Ehrlich’s cabaret was, however, a source of controversy within the camp. Dutch prisoners in particular, were suspicious of the actors and their motivations. In addition, since cabaret is generally light-hearted, humorous, and often sexually explicit, many inmates were revolted by these shows, and by the fact that “on the wooden boards of the old synagogue of Assen, which were used for the construction of the stage, the choicest young girls, especially chosen by experts, will swing their legs to the rhythm of jazz music.” Despite the strong currents of protest, however, few could resist the allure of the night of laughter, music, and forgetting. Actress Camilla Spira, who was briefly a member of the cabaret, remembered her shock at the enthusiasm of the audience. “This couldn’t be. They enjoyed themselves so, and they sat there in rags. We were the collection camp – these people were dragged here, and then it was on to Auschwitz or Theresienstadt. These volleys of laughter, this excitement – in the moment when they saw us, they forgot everything. And, it was horrible, for the next morning – they went to death. They were only there for a night.”
The popularity of the cabaret increased with the Dutch Jews when the singing duo ‘Johnny and Jones’ joined the troupe. Their love song ‘The Westerbork Serenade’ was also a hit with the SS. (The two were killed in 1944 in Bergen-Belsen).
Popularity, however, was no guarantee of survival. Due to deportations, the cast was regularly changing, and new arrivals had to be taught to replace those who had been sent away. A letter from the Dutch inmate Etty Hillesum described with bitterness the simultaneous privilege and terror that defined the lives of the cabaret stars of Westerbork. Men like the comic Max Ehrlich and the hit composer Willy Rosen, who looks like a walking corpse. A little while ago, he was on the list for transport, but he sang his lungs out a few nights in a row for an enchanted audience, including the commander and his followers. The commander, who valued art, found it wonderful, and Willy Rosen was spared.
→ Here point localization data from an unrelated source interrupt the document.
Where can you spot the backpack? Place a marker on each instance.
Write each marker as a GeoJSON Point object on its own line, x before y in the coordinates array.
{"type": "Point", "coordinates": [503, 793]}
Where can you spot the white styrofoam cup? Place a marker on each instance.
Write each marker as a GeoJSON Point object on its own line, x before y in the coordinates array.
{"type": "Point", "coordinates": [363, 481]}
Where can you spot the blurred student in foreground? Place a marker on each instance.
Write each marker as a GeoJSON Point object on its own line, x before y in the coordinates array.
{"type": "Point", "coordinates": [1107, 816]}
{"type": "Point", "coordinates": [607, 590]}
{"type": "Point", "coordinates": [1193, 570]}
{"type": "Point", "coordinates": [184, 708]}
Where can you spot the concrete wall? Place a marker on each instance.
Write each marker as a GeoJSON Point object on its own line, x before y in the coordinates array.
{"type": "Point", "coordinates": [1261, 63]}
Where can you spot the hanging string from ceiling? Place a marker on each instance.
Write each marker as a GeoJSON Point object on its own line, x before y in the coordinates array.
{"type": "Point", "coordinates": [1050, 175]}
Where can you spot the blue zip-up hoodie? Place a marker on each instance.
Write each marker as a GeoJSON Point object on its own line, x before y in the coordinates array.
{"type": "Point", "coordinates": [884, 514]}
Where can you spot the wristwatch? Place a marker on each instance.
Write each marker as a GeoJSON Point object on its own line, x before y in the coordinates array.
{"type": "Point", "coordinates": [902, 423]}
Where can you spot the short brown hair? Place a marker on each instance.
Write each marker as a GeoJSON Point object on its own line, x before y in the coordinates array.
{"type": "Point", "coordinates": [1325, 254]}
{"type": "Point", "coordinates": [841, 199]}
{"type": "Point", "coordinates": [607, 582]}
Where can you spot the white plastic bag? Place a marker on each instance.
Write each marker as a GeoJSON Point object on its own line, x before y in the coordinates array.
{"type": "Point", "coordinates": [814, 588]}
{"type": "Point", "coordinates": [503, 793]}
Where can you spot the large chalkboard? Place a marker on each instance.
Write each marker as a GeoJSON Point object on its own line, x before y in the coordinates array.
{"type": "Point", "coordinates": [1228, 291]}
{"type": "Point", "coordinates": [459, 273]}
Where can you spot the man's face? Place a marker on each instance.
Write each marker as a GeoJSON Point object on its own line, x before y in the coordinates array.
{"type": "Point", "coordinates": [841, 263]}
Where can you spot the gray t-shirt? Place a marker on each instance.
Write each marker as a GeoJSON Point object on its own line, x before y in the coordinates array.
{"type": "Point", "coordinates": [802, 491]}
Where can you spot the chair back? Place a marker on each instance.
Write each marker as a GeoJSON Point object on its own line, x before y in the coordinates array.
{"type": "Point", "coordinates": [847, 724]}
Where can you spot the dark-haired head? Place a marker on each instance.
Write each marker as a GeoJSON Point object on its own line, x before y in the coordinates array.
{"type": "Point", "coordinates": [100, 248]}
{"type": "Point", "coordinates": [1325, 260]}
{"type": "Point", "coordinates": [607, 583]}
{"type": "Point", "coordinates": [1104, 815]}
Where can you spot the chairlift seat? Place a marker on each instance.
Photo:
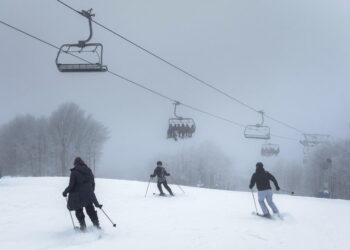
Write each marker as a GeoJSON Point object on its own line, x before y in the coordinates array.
{"type": "Point", "coordinates": [257, 132]}
{"type": "Point", "coordinates": [81, 68]}
{"type": "Point", "coordinates": [78, 58]}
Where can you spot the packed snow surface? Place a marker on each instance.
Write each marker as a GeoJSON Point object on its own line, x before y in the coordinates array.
{"type": "Point", "coordinates": [34, 216]}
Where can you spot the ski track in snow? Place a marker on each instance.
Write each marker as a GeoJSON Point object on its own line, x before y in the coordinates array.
{"type": "Point", "coordinates": [34, 217]}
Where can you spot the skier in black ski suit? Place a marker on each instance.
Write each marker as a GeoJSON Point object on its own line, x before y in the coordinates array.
{"type": "Point", "coordinates": [161, 174]}
{"type": "Point", "coordinates": [81, 193]}
{"type": "Point", "coordinates": [262, 180]}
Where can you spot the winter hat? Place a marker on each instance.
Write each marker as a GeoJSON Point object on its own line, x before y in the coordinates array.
{"type": "Point", "coordinates": [78, 162]}
{"type": "Point", "coordinates": [260, 167]}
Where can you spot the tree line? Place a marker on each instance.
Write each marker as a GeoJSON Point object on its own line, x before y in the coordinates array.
{"type": "Point", "coordinates": [326, 173]}
{"type": "Point", "coordinates": [46, 146]}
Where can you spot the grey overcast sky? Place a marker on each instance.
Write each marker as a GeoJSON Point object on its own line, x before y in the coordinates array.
{"type": "Point", "coordinates": [289, 58]}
Performances ceased entirely between October 1943 and March 1944, because of constant deportations. The last two shows were done with a cast of ten, including the very final performance, a bitter opera parody titled Ludmilla, or Corpses on a Conveyer Belt. The program declared, “ach, we are meschugence [crazy], now we will perform for you an opera.” In March 1944, Westerbork was declared a labor camp, and on August 3rd, the order came to dissolve all cultural activities. As a memento, the cast gave the commander a photo album as a farewell gift, with the inscription, “If you’re sitting up to your neck in shit, you had better not sing. I sing nonetheless.”
The remaining members of the cabaret was sent to Theresienstadt, their ‘reward’ for their excellent service to Gemmeker. However, this was only a temporary delay, like the Dutch Jews before them. Many of them were murdered in Auschwitz and Treblinka. Of the central cast of the Westerbork cabaret, only the pianist Erich Ziegler survived to the end of the war. On April 12, 1945, Canadian troops liberated the camp. There were only 876 prisoners there, and not a trace of the jazz, the high-kicking girls, or the raucous jokes that had filled the reception hall months before.